The Presidency announced in March that after consideration, it had nominated Van Schalkwyk to take over from the outgoing executive secretary Yvo de Boer, who has been at the head of the organisation since 2006.
Earlier in 2010 De Boer announced his retirement from the UN position to join consultancy giant KPMG as their global advisor on sustainability and climate. He will take up his new post on 1 July 2010.
Van Schalkwyk is regarded as a strong contender for the position, having gained extensive experience in dealing with climate-related issues in his previous post as minister of environmental affairs and tourism.
The Presidency reported that it had received requests from a number of outside parties – including governments, corporations and NGOs in both the developed and developing world – for Van Schalkwyk to be made available for nomination for this prestigious post.
President Jacob Zuma and Van Schalkwyk have already met to discuss the matter.
The final decision lies with UN secretary-general Ban Ki-Moon.
A tough job
Should his bid be successful, the minister will face a tough job in getting the 192 members of the UNFCCC to agree on the effects of climate change and unite to implement strategies to counter the global phenomenon.
In the wake of the 2009 climate conference held in Copenhagen, which failed to produce any realistic or legally binding emission-reduction target between participating nations, Van Schalkwyk will have his work cut out for him to bring the members of the UNFCCC into accord. De Boer is of the opinion that a new climate deal will not be struck before 2011.
Van Schalkwyk will also have to restore the faith of developing nations, who also widely condemned the failure of the Copenhagen talks to provide any real hope of assistance for them from developed nations.
However, as environmental affairs minister, a post which he held until after the general elections of 2009, Van Schalkwyk earned respect as a fighter for developing nations, and for leading South Africa in a number of progressive climate change initiatives that elevated the country as a champion for good environmental practices.
Among his achievements are the implementation of a Black Economic Empowerment scorecard and charter for tourism, the launch of a new environmental protection fleet to counteract illegal fishing, the enforcing of the 2004 Air Quality Act, and the banning of the use, import and export, and manufacturing of asbestos and asbestos-containing materials.
In 2008 he assumed the rotating presidency of the biennial African Ministerial Conference on the Environment, a gathering of African ministers of the environment, at its 12th session, which took place in Johannesburg.
“Our message for this gathering is that we are ready to assist in shaping and building a cohesive African environmental agenda,” said Van Schalkwyk in his acceptance speech.

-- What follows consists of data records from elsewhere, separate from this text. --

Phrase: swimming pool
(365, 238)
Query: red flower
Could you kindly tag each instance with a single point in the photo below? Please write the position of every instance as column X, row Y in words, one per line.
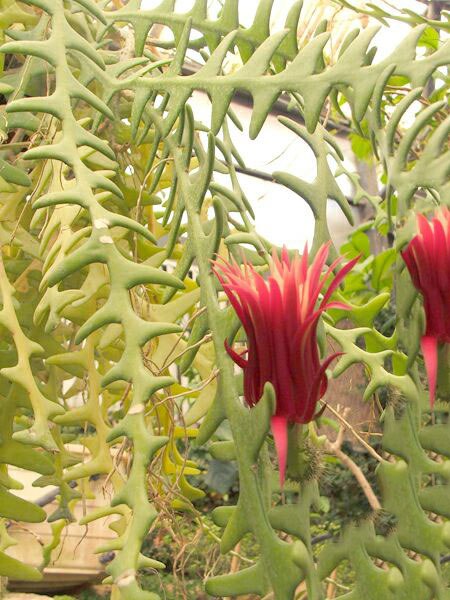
column 427, row 257
column 280, row 318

He therefore has the understanding and the experience needed to effectively punt the needs of developing nations, ensuring they do not get pushed aside in the global climate debate.

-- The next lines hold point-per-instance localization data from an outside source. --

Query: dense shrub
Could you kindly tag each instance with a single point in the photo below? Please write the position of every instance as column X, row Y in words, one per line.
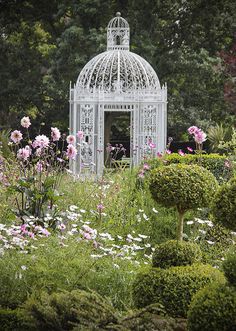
column 10, row 320
column 152, row 318
column 64, row 311
column 229, row 267
column 182, row 186
column 215, row 163
column 213, row 309
column 224, row 205
column 173, row 287
column 176, row 253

Towards the end of next year South Africa hosts the 2011 Conference of the Parties, an annual meeting of the members of the UNFCCC. To have a South African at the helm of global climate negotiations would be fitting, and, said the Presidency, “an honour and a privilege”.
Saving the planet
The UNFCCC arose out of the 1992 UN environment summit, known as the Earth Summit, which took place in Rio de Janeiro. The treaty was established with the main aim of stabilising the world’s greenhouse gas emissions, and came into force in March 1994.
The UNFCCC’s 192 parties are classified as Annex I or Annex II members. Annex I countries are seen as industrialised economies or economies in transition. Annex II countries have developed economies and are able to help developing countries financially with initiatives that fall under the UNFCCC.
To date, 40 Annex I and 23 Annex II countries have become parties. There are also a number of non-Annex 1 parties, of which South Africa is one – these are mostly developing nations who are dependent on assistance from wealthier nations.
The UNFCCC itself has no compulsory carbon emission limits to which members are expected to adhere, but its main instrument, the 1997 Kyoto Protocol, does set legally binding targets for carbon emission reduction for its own 184 members.
The UNFCCC secretariat is based in Bonn, Germany.